Valentine notó que se hundía más en el corazón del océano y dejó de meditar sobre las mareas de la fortuna. Pugnó por respirar, quiso toser, se atragantó, escupió agua y tragó más. Su corazón latía despiadadamente. Carabella, pensó, y las tinieblas le envolvieron.

Desde que despertó, desde que abandonó su truncado pasado y se encontró cerca de Pidruid, Valentine nunca había dedicado excesiva meditación a una filosofía de la muerte. La vida ya le ofrecía suficientes retos. Recordó vagamente las enseñanzas recibidas en la pubertad: todas las almas vuelven a la Fuente Divina en su último momento, cuando se produce la descarga de energía vital, y recorren el Puente de los Dioses, el puente que es responsabilidad principal del Pontífice. Pero Valentine jamás se había detenido a considerar si había algo de cierto en esa enseñanza, si existía el otro mundo, cómo era el más allá. En ese momento, sin embargo, recuperó el conocimiento en un lugar tan extraño que superaba la imaginación incluso del pensador más fértil.

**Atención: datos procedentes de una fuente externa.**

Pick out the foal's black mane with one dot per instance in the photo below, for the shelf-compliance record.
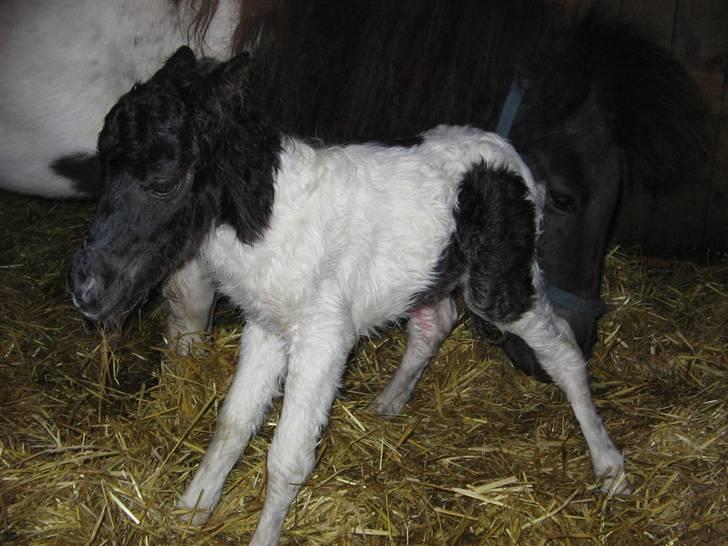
(378, 70)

¿Se encontraba en la otra vida? Era una gigantesca sala, una silenciosa y enorme habitación de gruesas y húmedas paredes rosadas y un techo que en ciertos puntos era elevado y abovedado y se apoyaba en potentes pilares, y en otros lugares descendía hasta casi tocar el suelo. En ese techo había resplandecientes hemisferios que emitían una tenue luz azulada, como si fueran fosforescentes. El ambiente era fétido y vaporoso, y tenía un sabor áspero, amargo, desagradable y sofocante. Valentine estaba tendido de costado en una superficie mojada y resbalosa, rugosa al tacto, muy arrugada, con constantes palpitaciones y temblores. Apoyó en ella la palma de la mano y experimentó una especie de convulsión interna. La textura del suelo era totalmente desconocida para él, y los ligeros aunque perceptibles movimientos interiores le hicieron dudar: ¿había penetrado en el mundo que hay después de la muerte, o se trataba simplemente de una grotesca alucinación?